O Exército tem hoje metade dos efectivos que tinha em 2002 por duas razões principais, que acabam por se conjugar: é cada vez mais difícil recrutar e é cada vez mais difícil reter os militares contratados.

Nas décadas que se seguiram ao 25 de Abril só cumpriu o Serviço Militar Obrigatório quem não lhe conseguiu escapar: jovens de formação indiferenciada e sem acesso a cunha administrativa e um contingente de milicianos com experiência universitária para alimentar o número de efectivos exigido pelos compromissos com a NATO.

O quartel, a linguagem castrense e toda a coreografia militar baseada num jogo de poder hierárquico a roçar a humilhação, herdado de uma tradição de séculos, terá hoje mais a ver com a ficção de um videojogo do que com a realidade de um jovem em início de carreira. Pese embora a adaptação das casernas às mulheres e à participação dos militares portugueses em cenários de guerra como o da Bósnia ou da República Centro Africana, a instituição envelheceu a vários níveis. 

O ramo onde isso é mais evidente é o Exército. A sua imagem não é muito positiva entre os civis, por causa dos excessos com que transforma uma formação numa praxe mortal e da negligência com que lida com os seus paióis. E não é de somenos que o seu orçamento tenha vindo a diminuir aceleradamente e que há anos se defronte com problemas surgidos da passagem do serviço obrigatório à profissionalização.

O Exército tem hoje metade dos efectivos que tinha em 2002 por duas razões principais, que acabam por se conjugar: é cada vez mais difícil recrutar e é cada vez mais difícil reter os militares contratados, porque é uma profissão precária, pouco compensadora financeiramente, que não assegura transição para um emprego civil e porque, convenhamos, existem tarefas mais estimulantes para fazer do que viver nesse microcosmos cloroformizado que é um quartel português no século XXI. 

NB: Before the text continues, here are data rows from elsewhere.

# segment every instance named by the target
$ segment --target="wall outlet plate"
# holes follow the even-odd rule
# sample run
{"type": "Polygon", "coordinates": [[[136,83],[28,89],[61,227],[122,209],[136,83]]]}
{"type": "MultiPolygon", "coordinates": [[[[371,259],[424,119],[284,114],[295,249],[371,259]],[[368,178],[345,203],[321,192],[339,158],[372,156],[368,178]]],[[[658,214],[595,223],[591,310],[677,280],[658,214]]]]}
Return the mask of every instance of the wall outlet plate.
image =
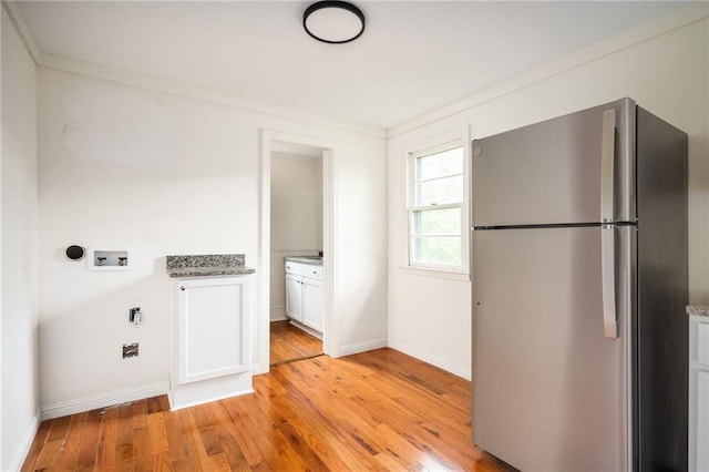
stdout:
{"type": "Polygon", "coordinates": [[[137,348],[138,348],[137,342],[133,342],[132,345],[123,345],[123,359],[127,357],[136,357],[137,348]]]}
{"type": "Polygon", "coordinates": [[[130,270],[132,268],[130,248],[90,247],[86,257],[89,270],[130,270]]]}

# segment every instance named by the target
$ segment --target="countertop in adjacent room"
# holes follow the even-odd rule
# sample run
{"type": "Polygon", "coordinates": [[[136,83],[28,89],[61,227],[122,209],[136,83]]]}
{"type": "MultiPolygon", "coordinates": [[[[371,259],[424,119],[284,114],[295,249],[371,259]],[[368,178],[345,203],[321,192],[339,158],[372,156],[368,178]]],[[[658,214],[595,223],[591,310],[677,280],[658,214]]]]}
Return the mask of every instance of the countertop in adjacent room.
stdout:
{"type": "Polygon", "coordinates": [[[284,259],[290,263],[308,264],[311,266],[322,266],[322,257],[320,256],[286,256],[284,257],[284,259]]]}
{"type": "Polygon", "coordinates": [[[220,277],[248,275],[256,269],[245,266],[244,254],[208,254],[198,256],[167,256],[165,269],[173,278],[220,277]]]}
{"type": "Polygon", "coordinates": [[[709,305],[687,305],[687,315],[709,317],[709,305]]]}

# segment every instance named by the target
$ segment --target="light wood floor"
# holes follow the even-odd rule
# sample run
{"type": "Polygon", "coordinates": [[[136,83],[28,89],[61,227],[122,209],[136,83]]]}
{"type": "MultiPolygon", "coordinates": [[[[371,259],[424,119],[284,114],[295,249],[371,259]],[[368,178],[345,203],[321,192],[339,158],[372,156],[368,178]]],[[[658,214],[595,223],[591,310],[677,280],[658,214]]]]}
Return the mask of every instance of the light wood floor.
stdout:
{"type": "Polygon", "coordinates": [[[270,365],[278,366],[292,360],[322,353],[322,341],[296,328],[288,320],[270,324],[270,365]]]}
{"type": "Polygon", "coordinates": [[[507,470],[471,444],[471,383],[392,349],[284,363],[254,389],[44,421],[22,470],[507,470]]]}

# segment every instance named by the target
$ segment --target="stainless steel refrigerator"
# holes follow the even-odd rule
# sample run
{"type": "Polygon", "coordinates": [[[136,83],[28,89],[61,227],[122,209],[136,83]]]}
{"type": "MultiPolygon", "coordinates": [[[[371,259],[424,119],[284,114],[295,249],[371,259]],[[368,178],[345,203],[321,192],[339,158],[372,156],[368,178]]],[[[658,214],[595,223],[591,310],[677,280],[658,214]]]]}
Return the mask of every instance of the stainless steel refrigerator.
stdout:
{"type": "Polygon", "coordinates": [[[472,142],[473,442],[687,470],[687,135],[630,99],[472,142]]]}

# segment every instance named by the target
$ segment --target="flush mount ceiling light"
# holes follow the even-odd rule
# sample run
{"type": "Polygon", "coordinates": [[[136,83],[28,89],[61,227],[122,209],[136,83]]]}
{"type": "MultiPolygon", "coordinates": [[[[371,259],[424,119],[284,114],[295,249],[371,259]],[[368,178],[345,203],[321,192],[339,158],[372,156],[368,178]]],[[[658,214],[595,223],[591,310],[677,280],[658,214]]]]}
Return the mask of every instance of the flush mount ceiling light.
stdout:
{"type": "Polygon", "coordinates": [[[302,28],[318,41],[341,44],[364,32],[364,13],[346,1],[319,1],[302,13],[302,28]]]}

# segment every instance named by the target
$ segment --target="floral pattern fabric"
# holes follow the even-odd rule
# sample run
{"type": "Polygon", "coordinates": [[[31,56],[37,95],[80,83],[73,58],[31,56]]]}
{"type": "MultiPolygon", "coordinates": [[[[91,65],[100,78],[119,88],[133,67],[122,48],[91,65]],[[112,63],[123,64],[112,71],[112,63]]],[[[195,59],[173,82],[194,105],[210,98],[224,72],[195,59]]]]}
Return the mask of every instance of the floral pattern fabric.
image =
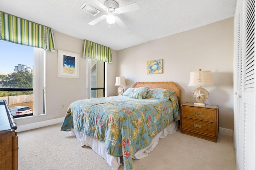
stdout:
{"type": "Polygon", "coordinates": [[[71,104],[61,130],[72,128],[104,143],[110,155],[123,157],[126,170],[132,157],[148,147],[160,131],[180,119],[177,97],[168,101],[118,96],[71,104]]]}

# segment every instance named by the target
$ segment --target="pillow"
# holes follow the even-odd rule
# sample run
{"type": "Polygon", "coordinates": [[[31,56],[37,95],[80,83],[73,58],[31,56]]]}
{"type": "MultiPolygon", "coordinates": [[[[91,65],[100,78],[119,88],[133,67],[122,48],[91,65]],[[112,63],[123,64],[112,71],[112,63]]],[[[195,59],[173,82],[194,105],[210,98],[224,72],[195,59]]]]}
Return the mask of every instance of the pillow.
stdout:
{"type": "Polygon", "coordinates": [[[162,99],[167,101],[169,100],[170,96],[174,93],[175,92],[169,89],[154,88],[148,91],[146,98],[162,99]]]}
{"type": "Polygon", "coordinates": [[[134,91],[131,92],[131,94],[129,96],[133,99],[142,99],[143,92],[142,91],[134,91]]]}
{"type": "Polygon", "coordinates": [[[142,99],[144,99],[146,97],[146,95],[147,94],[147,92],[148,90],[149,86],[146,87],[141,87],[138,88],[136,88],[134,89],[134,92],[138,92],[138,91],[142,91],[142,99]]]}
{"type": "Polygon", "coordinates": [[[129,96],[131,94],[131,92],[133,92],[135,89],[135,88],[133,87],[128,88],[128,89],[127,89],[126,91],[124,93],[124,94],[122,96],[129,96]]]}

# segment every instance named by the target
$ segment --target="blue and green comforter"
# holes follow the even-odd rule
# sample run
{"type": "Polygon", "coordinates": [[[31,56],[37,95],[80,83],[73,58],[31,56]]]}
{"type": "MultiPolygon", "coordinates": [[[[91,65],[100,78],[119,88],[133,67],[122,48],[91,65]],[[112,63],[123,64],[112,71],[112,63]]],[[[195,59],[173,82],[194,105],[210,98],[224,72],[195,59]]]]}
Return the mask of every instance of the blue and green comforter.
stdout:
{"type": "Polygon", "coordinates": [[[82,100],[70,105],[61,130],[74,128],[103,142],[109,154],[122,156],[125,169],[132,169],[133,155],[180,115],[174,94],[168,101],[124,96],[82,100]]]}

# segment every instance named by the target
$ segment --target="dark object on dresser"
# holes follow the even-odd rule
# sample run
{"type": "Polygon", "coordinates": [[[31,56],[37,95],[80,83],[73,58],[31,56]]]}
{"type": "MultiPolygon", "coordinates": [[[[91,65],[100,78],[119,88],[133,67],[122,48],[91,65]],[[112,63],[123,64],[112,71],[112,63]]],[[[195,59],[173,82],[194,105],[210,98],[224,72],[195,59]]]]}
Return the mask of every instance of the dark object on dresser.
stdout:
{"type": "Polygon", "coordinates": [[[5,100],[0,100],[0,169],[18,170],[17,126],[5,100]]]}

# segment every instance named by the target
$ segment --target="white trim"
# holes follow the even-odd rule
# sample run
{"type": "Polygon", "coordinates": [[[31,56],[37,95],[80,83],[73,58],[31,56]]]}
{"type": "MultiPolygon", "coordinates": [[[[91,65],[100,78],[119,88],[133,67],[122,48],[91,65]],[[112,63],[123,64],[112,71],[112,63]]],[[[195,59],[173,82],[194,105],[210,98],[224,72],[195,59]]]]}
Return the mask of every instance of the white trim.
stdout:
{"type": "Polygon", "coordinates": [[[42,127],[44,126],[49,126],[50,125],[59,123],[62,122],[64,119],[64,117],[61,117],[60,118],[48,120],[45,121],[21,125],[20,126],[18,125],[17,131],[18,133],[23,131],[28,131],[28,130],[33,129],[34,129],[38,128],[39,127],[42,127]]]}
{"type": "Polygon", "coordinates": [[[232,129],[219,127],[219,132],[220,134],[226,135],[230,136],[233,136],[233,131],[232,129]]]}

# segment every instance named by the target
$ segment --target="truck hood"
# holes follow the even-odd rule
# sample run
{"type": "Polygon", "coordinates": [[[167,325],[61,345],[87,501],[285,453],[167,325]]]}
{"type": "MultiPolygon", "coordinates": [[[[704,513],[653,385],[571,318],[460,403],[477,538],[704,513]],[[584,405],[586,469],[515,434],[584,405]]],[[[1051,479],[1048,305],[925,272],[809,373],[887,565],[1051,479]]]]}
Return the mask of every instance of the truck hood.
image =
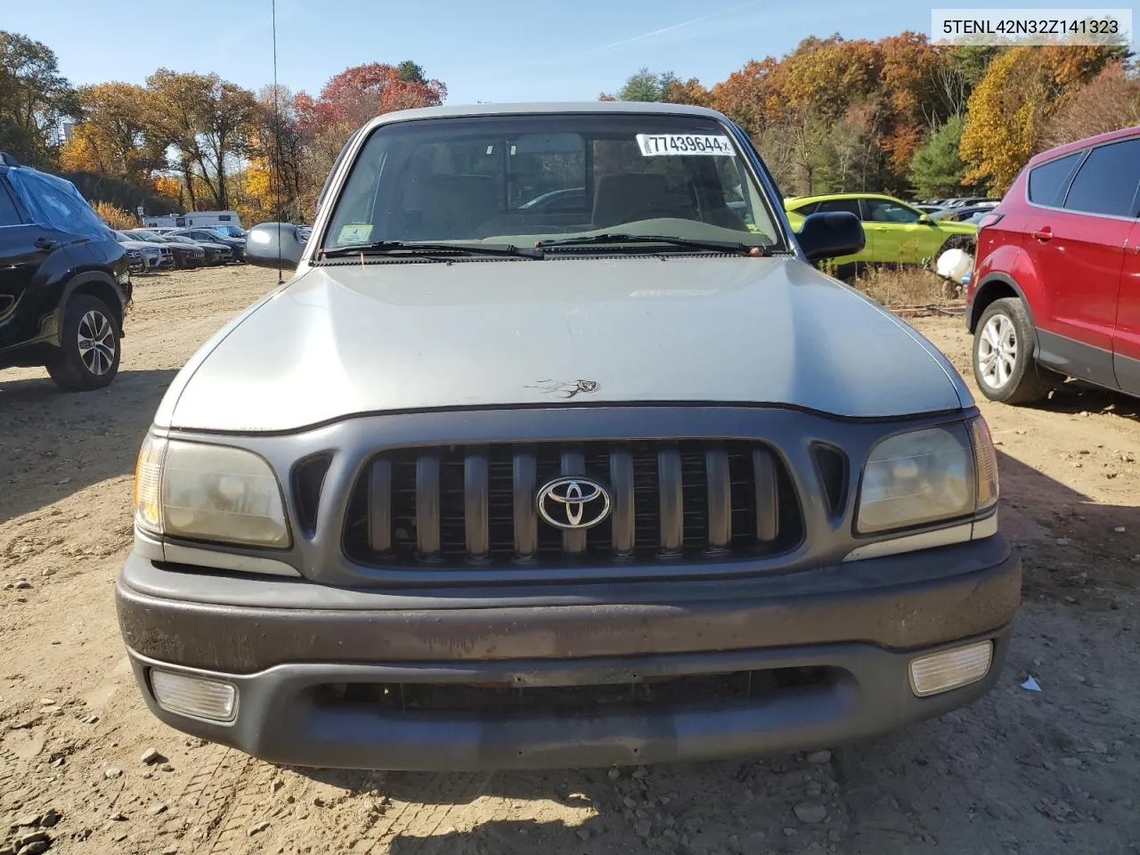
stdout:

O resultado, para o qual não existirá solução óbvia nos próximos anos, é relativamente cómico: há capitães que não têm quem comandar por não existirem praças em número suficiente para serem comandadas. O Exército tem razões para exigir do Governo uma atitude mais consentânea com a sua importância e pergaminhos.

O que a instituição tem para pagar em salários é menos 5,23% do que a Assembleia da República aprovou para 2019, quando o Estado assumiu um aumento geral de 3,2% na função pública, e ainda vai ter de pagar às Finanças pelos espaços que ocupa, por ter perdido a isenção que o Estado manteve para escolas, tribunais, hospitais, prisões ou edifícios cedidos à Igreja no âmbito da Concordata. Ainda não é desta que o Exército terá as 4100 praças e os capitães um trabalho a tempo inteiro.